Sees into Darkness returned to his side of the hill as the branches ignited. The fire whooshed high. Sees into Darkness retook his place as Speaker of the Hunters and Warriors, sitting beside Old Mother, again leading the drummers, beating his own drum. Strong strokes, deep and rhythmic. The drumming echoed down the hill, and all the way to the great waters.
The important men and women of the hunters, those attached to the tribes by mating and children and three from among the unmated, took their places around their circle.
Old Mother watched the Staff Bearers as they watched the rising full moon. The moment the bottommost part of the fullness rose above the far horizon, they each dropped their heads in a bow. She raised her calling stone and brought it down on one of the three singing stones. One tone for each drumbeat, the three tones singing, calling into the night, into the moonlight. The drumming stopped, the last traces disappearing as she hit the singing stones again. And again. Three and three and three strong tones, echoing across the moonlit snow. The song sang out, fast and fast. The Women began to beat their own stones, the tones clear and sharp and calling to the trees.
Around the hillside the trees quivered, hearing the calling, their bare branches clacking.
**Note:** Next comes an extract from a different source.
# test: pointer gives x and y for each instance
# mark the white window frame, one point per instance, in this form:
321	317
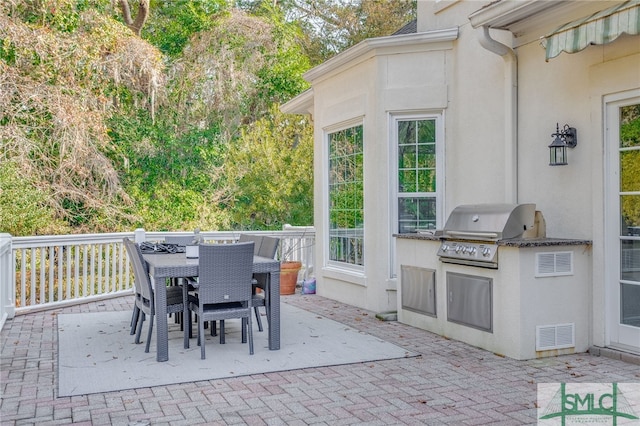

The silver orb rose higher, full and glowing. The Earth went bright, reflecting the moonlight from the snow. Power from the gathered, from the singingstones, from the drums, from the hearts and wombs of the People of the Trees rose, bright as the moonlight.
The trees shivered in expectation.
The moment the moon was full in the sky, Old Mother’s stones went silent. Her arm ached. Her fingers felt frozen. She pulled them into the furs and wrapped them around a heated stone for warmth.
The voice of Old Mother was weak, and so she had arranged for one of her granddaughters, Wise with Herbs, to repeat her words. The encircling tribal Old Mothers were to be witnesses that she spoke true when she called out the vision of the Old Mother of Winter Trees.
Her granddaughter introduced the words. “The Vision Moon has passed. Old Mother of Winter Trees, Old Mother and Staff Bearer of the Women of the Womb, Old Mother of All the Tribes, we have gathered. We attend you.”
Old Mother spoke, and Wise with Herbs repeated her words. “The Vision Moon gave unto me evil visions, dire and dangerous. Killer of Lion, now called Sees in Darkness, received the same visions. We sat together within the Womb Circle and shared the evil tidings.”
“Old Mother of Winter Trees, we attend you,” the gathered women said.
“Tonight Sees into Darkness and Old Mother of Winter Trees,” she tapped her chest, “will reveal these tidings to all the People of the Trees. Then I will pass my staff to whomever it will choose, for my tree calls to me. I will go to my tree this night.”